To advise on how radio drama could begin to confront such deeply-engrained cultural attitudes, Davies went back to the very roots of The Archers.

"Even in the early days," he says, "the farming content was only 10 per cent. There was another 15 per cent on countryside stuff - `oh, look, the catkins are out' - but the rest was drama, romance and comedy to keep people listening."

Whether it's farming information in Britain or health education in Cambodia, the same principle applies, he says. "You can use propaganda only as a small proportion of the programme. Otherwise it's not drama at all, just a washing-line with messages pegged up."

For archetypal characters, too, Davies went back to the laws of Godfrey. "Baseley's original model was built around the father and mother figures (Dan and Doris), the young lovers (Phil and Grace, then Jill), a comic character (Walter Gabriel) and the irritant (Peggy's first husband, Jack Archer). The gossip, the ne'er-do-well, and friends of the young lovers were subsidiary."

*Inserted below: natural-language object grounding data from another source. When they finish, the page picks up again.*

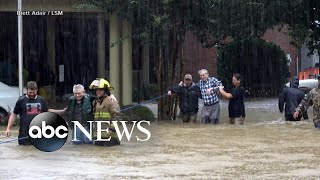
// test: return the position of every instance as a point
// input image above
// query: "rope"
(11, 140)
(17, 139)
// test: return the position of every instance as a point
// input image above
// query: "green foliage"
(147, 92)
(262, 64)
(138, 113)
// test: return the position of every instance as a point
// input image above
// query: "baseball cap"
(188, 76)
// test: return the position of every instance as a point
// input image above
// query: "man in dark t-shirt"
(27, 107)
(236, 103)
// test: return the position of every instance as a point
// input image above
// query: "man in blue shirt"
(209, 89)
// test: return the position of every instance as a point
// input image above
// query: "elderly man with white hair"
(79, 109)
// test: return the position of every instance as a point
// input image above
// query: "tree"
(163, 24)
(262, 64)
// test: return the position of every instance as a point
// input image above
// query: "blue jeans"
(80, 136)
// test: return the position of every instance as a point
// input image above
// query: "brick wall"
(196, 57)
(281, 38)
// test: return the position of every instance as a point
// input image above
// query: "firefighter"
(105, 109)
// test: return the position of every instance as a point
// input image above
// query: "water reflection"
(266, 147)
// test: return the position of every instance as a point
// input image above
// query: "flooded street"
(266, 147)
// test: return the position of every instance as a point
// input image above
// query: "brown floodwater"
(266, 147)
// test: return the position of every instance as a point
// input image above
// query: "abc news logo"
(49, 131)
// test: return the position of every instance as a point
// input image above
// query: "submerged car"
(8, 98)
(306, 84)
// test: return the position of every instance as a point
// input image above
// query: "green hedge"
(262, 64)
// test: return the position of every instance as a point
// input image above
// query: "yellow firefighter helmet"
(100, 83)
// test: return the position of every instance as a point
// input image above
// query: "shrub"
(137, 113)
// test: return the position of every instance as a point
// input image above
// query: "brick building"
(198, 57)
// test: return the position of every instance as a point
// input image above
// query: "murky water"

Alas, there is no Cambodian equivalent of The Bull or The Cat and Fiddle in Ambridge. Davies's initial advice, that the characters should gather in a bar, were met with sceptical looks from his hosts. "Bars in their country have sexual connotations," he says. "So we decided on a market, as in EastEnders, where characters gather, gossip is exchanged and the plot can be advanced. There's also a restaurant, run by a friend of the lovers."

In one of the storylines Davies has suggested, the restaurateur gives some man-to-man advice to the comic character, who has a sexually-transmitted disease. "It's only a small part of the plot," he says, "but it shows that medical advice doesn't have to be a lecture from your doctor. Here, it's one young bloke prodding another in the chest and saying `Look, matey, if you're going to sleep around, be careful'."

The setting is Poi Pet, a small town near the Thailand border with a reputation for drug smuggling. Borchester it ain't. But if Davies's suggestions are accepted, Poi Pet In My Heart will start broadcasting in March. A 10-minute drama will be slotted into a half-hour programme for the 15- to-24 age group, broadcast twice a week.

And if it runs for anywhere near as long as The Archers, it could save more than a few lives.